The company warned that these measures could lead to double taxation and significantly increase operational costs.
Coca-Cola emphasised that such financial burdens could deter direct foreign investments and make their products unaffordable, and destabilise the business environment in Kenya.
The Finance Bill 2024 has introduced various tax reforms that have sparked debate among multinational companies operating in Kenya.
“Frequent and unanticipated tax policy shifts create a volatile business climate, erode investor trust, and hinder strategic planning. Such unpredictability, exemplified by abrupt tax rate changes or the introduction of new taxes, directly impacts the core structures of businesses.
"This instability not only discourages investment but also affects tax remittances,” said Cliff Machoka, Director of Public Affairs, Communications, and Sustainability at Coca-Cola East and Central Africa.
Coca-Cola also urged the committee to consider dropping the proposed amendment to Section 42 (G) of the Excise Duty Act by deleting the word “imported” on all plastics.
John Mwendwa, the Public Affairs, Communications, and Sustainability Director Coca-Cola Africa, said that with excise duty for plastic products in Uganda, Tanzania, and Rwanda being zero-rated, Kenya was likely to lose business to its neighbours.
“By imposing excise duty on locally produced plastics, this will increase the cost of production and thus increase the cost of goods that require the use of plastic packaging,” Mwendwa stated.
“Coupled with other proposed levies on plastic packaging, this will result in multiple taxation on the same product, further increasing costs for businesses and consumers," he added.
The eco levy seeks to impose Sh150 per kilogram on all articles of plastic packaging materials.
Coca-Cola further urged lawmakers to consider exempting commercial and agricultural vehicles from the 2.5% car circulation levy. They proposed lowering the rate from 2.5% to 1%.
READ: Motor Vehicle Tax: Inside government's plan to lure foreign billions
Other manufacturers oppose proposal in Finance Bill 2024
Tile & Carpet Centre Limited also sought protection, urging the committee to consider exempting white cement from excise duty or allowing preferential importation of this product through a duty remission scheme for manufacturers.
They justified this by stating that there is no local producer of white cement within EAC, which is a key raw material for tile adhesives, grouting, and other cement-based products.
They further called for the removal of the export and investment promotion levy of 3% customs value covering sanitary fixtures, as there is only one local manufacturer who is still building capacity.

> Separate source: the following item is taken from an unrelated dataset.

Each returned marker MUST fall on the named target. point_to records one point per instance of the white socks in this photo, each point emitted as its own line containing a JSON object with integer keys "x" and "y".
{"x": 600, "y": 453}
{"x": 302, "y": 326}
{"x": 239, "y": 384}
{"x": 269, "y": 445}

Technology Service Providers of Kenya (TESPOK) urged the committee to drop the proposed amendment to the Excise Duty Tax Act 2015 to increase the excise duty on telephone, internet, and data services to 20% and instead substitute the rate with 10%.
TESPOK argued that Kenya has the highest tax contribution at 37% of total market revenue compared to the Sub-Saharan average of 26%.
They also proposed the removal of SIM cards and cellular phones from the list of excisable services.
READ: Finance Bill 2024 proposes 16% VAT on financial transactions
Appearing with TESPOK, Wananchi Group proposed that the committee consider retaining excise duty on internet at 15% or consider lowering the rate to enhance connectivity, penetration of ICT services in remote areas, and promote growth within the industry.
The National Assembly Finance and National Planning Committee chairperson, Kimani Kuria, assured stakeholders that the government is keen to make Kenya a manufacturing country.
He reassured them that the committee would not adopt measures that would harm the local manufacturing sector, forcing players to relocate to other countries within the region.
Committee members, led by Umul-Kheir Kassim (Mandera Woman Rep), called for regular stakeholder engagement post-approval of the Finance Bill to assess the impact of the law on the economy.
“Do not just engage with us during the consideration of the Finance Bill. Let us engage regularly to assess the impact of the approved law so it can inform how we approach the next Finance Bill,” she urged.
So far, the committee has engaged 105 organized groups, with 71 others set to have their memoranda received.
The stakeholder engagements continue at the Kenyatta International Convention Center (KICC).